Ce n’est pas un sujet “growth hack”. C’est de l’hygiène commerciale.
Le risque pour les SaaS moyens
Les gros acteurs API-first vont s’adapter vite. Cloudflare, Vercel, Netlify ont déjà la culture du catalogue, de l’API et de la documentation. Le danger est surtout pour les SaaS intermédiaires : bons produits, bon SEO historique, mais expérience commerciale illisible.
Ces sites ont souvent une belle page marketing, mais aucune information exploitable. Les limites sont dans les CGV. Les tarifs exacts sont dans un PDF. Les intégrations sont listées sans niveau de support. Les fonctionnalités sont nommées différemment selon la page, le devis et la doc.
Pour un humain motivé, c’est agaçant. Pour un agent, c’est rédhibitoire.
Mon avis
Le SEO B2B entre dans une phase plus technique. Pas forcément plus compliquée, mais moins tolérante au flou.

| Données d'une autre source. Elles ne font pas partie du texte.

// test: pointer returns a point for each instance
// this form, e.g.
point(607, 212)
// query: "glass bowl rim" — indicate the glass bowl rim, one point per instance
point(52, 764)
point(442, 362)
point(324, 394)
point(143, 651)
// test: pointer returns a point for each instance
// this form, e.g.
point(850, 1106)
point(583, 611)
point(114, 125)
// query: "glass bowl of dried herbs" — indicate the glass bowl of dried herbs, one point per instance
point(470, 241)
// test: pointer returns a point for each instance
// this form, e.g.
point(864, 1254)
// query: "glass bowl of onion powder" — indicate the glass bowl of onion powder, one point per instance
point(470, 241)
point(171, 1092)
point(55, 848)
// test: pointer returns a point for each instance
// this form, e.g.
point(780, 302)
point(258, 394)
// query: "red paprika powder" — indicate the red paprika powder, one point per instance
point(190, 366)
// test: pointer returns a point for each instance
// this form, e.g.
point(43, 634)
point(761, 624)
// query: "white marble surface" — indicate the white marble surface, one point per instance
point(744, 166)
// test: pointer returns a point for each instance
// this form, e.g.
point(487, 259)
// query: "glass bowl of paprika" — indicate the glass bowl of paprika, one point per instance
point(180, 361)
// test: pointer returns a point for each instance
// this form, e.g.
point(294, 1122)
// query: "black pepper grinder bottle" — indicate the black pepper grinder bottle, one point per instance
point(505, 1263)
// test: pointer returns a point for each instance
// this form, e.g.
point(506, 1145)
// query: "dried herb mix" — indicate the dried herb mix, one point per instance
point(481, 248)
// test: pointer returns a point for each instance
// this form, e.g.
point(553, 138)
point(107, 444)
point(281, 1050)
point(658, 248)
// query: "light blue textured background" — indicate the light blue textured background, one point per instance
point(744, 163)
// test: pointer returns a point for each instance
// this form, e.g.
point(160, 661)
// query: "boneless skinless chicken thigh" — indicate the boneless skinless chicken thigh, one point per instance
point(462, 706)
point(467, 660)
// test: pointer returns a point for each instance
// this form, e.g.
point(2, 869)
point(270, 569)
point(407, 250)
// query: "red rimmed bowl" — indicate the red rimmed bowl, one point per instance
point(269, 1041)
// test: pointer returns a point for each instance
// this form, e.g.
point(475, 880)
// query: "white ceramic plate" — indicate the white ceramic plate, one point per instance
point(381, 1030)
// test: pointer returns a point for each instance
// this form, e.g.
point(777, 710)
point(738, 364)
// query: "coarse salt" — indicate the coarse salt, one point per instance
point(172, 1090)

Les marques qui gagnent ne seront pas celles qui écrivent “solution intelligente” vingt fois. Ce seront celles qui décrivent précisément ce qu’elles vendent, à qui, à quel prix, avec quelles limites et quelles preuves.
Stripe Projects montre une direction : les agents vont acheter des capacités, pas seulement recommander des liens. Si votre site ne sait parler qu’à un humain pressé, vous êtes en retard.
La bonne réponse n’est pas de créer une page “optimisée IA” pleine de jargon. La bonne réponse est plus simple : rendre votre offre compréhensible, vérifiable et actionnable.